The good news is that state policymakers can turn this around by making new public policy choices. By coming together, we can build a Virginia for All of Us, No Exceptions by investing in strong and healthy families, communities, and democracy. That includes raising the minimum wage to $15 an hour, protecting student loan borrowers, passing paid family and medical leave to support everyone’s ability to care for themselves and their families, protecting those with pre-existing conditions, and much more. 

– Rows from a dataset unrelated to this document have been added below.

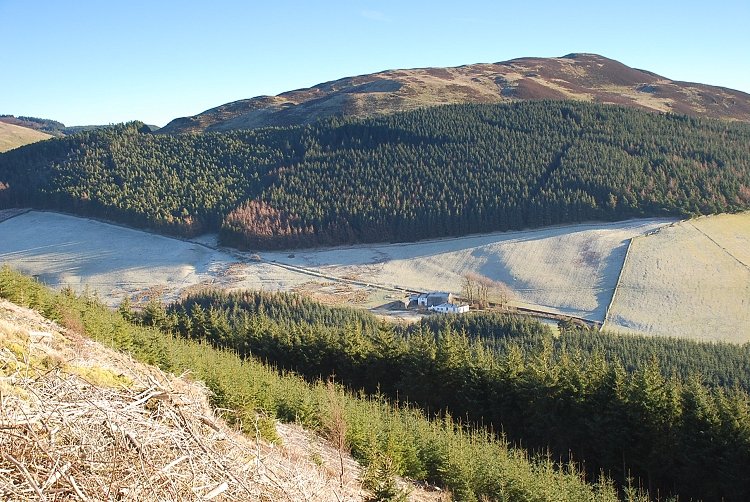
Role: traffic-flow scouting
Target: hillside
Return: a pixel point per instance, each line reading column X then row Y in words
column 50, row 127
column 580, row 77
column 13, row 136
column 81, row 421
column 443, row 171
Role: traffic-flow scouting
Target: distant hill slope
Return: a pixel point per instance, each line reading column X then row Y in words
column 12, row 136
column 449, row 170
column 51, row 127
column 583, row 77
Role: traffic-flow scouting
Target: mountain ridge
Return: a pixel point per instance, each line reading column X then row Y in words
column 575, row 76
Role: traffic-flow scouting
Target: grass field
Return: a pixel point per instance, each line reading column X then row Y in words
column 691, row 279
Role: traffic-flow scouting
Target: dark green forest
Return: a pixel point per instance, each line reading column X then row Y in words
column 582, row 405
column 673, row 414
column 387, row 438
column 440, row 171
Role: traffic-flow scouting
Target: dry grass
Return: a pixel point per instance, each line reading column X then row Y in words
column 688, row 280
column 13, row 136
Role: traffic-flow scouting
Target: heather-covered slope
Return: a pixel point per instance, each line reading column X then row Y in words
column 580, row 77
column 13, row 136
column 442, row 171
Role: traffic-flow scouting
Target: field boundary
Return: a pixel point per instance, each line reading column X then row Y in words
column 617, row 284
column 720, row 246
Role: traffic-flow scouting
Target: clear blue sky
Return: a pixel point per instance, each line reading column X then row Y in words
column 105, row 61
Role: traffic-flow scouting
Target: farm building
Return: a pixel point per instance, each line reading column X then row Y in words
column 430, row 299
column 450, row 308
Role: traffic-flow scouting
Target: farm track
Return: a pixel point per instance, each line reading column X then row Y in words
column 564, row 272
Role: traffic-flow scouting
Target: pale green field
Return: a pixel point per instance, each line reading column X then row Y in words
column 690, row 279
column 12, row 136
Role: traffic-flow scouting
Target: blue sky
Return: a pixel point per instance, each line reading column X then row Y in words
column 97, row 62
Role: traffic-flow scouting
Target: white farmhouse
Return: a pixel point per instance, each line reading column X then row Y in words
column 431, row 299
column 449, row 308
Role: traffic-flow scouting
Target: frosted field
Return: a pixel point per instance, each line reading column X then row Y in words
column 567, row 269
column 688, row 280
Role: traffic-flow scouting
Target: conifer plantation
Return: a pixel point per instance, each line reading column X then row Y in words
column 440, row 171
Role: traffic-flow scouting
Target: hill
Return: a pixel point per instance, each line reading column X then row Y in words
column 12, row 136
column 581, row 77
column 79, row 418
column 50, row 127
column 441, row 171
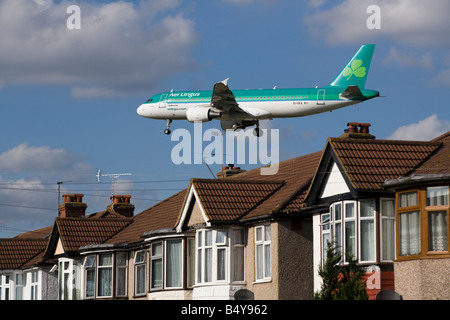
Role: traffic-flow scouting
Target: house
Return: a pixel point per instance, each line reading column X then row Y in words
column 351, row 205
column 250, row 236
column 24, row 275
column 71, row 232
column 422, row 267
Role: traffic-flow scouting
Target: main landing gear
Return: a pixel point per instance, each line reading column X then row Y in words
column 168, row 121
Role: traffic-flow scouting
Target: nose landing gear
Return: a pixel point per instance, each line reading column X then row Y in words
column 167, row 131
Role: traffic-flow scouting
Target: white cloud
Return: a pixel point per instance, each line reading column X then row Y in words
column 396, row 57
column 424, row 130
column 121, row 47
column 26, row 158
column 416, row 22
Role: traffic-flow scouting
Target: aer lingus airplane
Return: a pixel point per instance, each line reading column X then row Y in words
column 243, row 108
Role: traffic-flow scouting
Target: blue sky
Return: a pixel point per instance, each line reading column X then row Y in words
column 68, row 98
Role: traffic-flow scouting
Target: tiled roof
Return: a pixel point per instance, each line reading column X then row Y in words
column 14, row 253
column 160, row 216
column 439, row 162
column 228, row 199
column 368, row 163
column 75, row 232
column 297, row 174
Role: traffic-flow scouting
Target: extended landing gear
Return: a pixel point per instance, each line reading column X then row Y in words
column 257, row 132
column 167, row 131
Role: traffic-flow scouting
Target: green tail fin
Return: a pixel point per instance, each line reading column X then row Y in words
column 355, row 72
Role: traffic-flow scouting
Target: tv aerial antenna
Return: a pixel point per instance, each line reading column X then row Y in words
column 113, row 177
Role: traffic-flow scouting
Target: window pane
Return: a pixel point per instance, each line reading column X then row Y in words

Federal policymakers can also take action to build opportunity for everyone in Virginia. Refundable tax credits – like the federal Earned Income Tax Credit (EITC) and Child Tax Credit (CTC) – are among the most effective anti-poverty policies on the books. That’s because refundable credits allow filers to receive some or all of the value of the credit, even if the value exceeds their federal income tax owed. About 600,000 of Virginia’s working families receive the federal EITC, and over 400,000 families receive the portion of the CTC provided to families with low incomes. At the federal level, Virginia’s congressional delegation has an opportunity to do more to support families in Virginia by backing the Working Families Tax Relief Act, which would substantially strengthen both credits. Here in Virginia, making the state version of the EITC refundable could also help move already working families out of poverty and, along with raising the minimum wage, could help make work pay for single-parent families facing high costs for child care and transportation. When every family is strong and healthy, we all thrive.